Carpet with a Geometricized Saz-Leaf Design
Not on view
This large carpet represents the Transcaucasian weaving tradition with its bold overall design and contrasting rich color palette. Here, a pairs of large geometricized feathery saz leaves are repeated with stylized lotus-like floral motifs, in white, blue, black, violet, green, yellow on a scarlet-red ground. Both the saz and lotus motifs, although highly stylized, relate to the court traditions generated by Ottoman and Safavid workshops. Only a fragment remains from the border that preserves designs in blue, scarlet-red, and yellow on white ground. These visually powerful designs are especially striking on a carpet of this large size.
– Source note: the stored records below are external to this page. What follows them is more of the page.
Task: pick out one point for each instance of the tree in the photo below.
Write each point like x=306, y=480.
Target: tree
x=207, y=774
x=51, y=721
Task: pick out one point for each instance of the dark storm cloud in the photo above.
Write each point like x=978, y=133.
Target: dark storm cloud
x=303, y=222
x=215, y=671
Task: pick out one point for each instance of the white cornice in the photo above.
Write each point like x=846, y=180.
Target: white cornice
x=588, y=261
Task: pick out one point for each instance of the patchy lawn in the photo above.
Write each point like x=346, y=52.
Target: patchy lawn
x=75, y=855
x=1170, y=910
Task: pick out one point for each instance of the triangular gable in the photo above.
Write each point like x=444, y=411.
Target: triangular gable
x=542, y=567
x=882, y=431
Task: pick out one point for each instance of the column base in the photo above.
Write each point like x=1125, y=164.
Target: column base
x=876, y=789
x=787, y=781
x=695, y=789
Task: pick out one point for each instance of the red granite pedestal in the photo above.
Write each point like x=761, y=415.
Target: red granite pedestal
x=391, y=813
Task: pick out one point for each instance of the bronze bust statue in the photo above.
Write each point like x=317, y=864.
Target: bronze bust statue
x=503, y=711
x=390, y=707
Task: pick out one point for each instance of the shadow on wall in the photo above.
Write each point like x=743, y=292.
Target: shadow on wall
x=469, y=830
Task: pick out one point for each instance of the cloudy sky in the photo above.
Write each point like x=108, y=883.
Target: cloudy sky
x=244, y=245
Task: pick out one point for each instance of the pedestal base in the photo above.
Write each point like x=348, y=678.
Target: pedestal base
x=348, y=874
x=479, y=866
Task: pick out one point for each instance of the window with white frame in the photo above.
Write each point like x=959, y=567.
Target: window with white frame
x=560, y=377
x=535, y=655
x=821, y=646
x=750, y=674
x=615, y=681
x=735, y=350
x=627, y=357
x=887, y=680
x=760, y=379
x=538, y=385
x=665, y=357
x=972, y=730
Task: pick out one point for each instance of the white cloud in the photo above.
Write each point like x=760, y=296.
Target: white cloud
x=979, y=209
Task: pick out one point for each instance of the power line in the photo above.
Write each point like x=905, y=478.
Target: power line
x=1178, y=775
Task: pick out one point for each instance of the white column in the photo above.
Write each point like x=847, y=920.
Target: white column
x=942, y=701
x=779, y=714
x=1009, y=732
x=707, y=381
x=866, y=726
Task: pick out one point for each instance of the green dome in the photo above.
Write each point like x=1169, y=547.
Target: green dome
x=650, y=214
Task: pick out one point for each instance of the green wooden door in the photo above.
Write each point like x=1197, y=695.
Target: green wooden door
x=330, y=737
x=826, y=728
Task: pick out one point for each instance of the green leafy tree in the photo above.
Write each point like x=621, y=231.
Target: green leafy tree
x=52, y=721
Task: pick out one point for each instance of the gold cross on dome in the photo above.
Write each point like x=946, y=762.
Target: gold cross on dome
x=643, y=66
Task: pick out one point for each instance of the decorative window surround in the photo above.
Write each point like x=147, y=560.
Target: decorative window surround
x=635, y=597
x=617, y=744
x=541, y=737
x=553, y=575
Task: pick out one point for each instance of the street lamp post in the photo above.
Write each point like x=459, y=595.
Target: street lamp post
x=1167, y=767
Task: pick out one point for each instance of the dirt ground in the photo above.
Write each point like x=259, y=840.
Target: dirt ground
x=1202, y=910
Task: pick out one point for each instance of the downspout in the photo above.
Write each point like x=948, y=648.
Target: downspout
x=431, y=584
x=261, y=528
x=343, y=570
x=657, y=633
They were preferred by commercial workshops, in which such carpets with a low knot-count were produced in large quantities for trade. Rugs from the broad Transcaucasian region are woven in diverse centers representing a multi-ethnic society in which Armenians, Turkic, Kurdish, Persianate, and other people lived alongside each other. While this diverse society may complicate the attribution to an exact workshop and its cultural identity, it may help to explain the development of a shared repertoire of rich and colorful designs often found in these Transcaucasian rugs. Although the compositions relate to traditions that developed in large workshops in regions between Iran and Turkey, such rugs bear distinct features that are considered artistic hallmarks of the vast and diverse Transcaucasian region.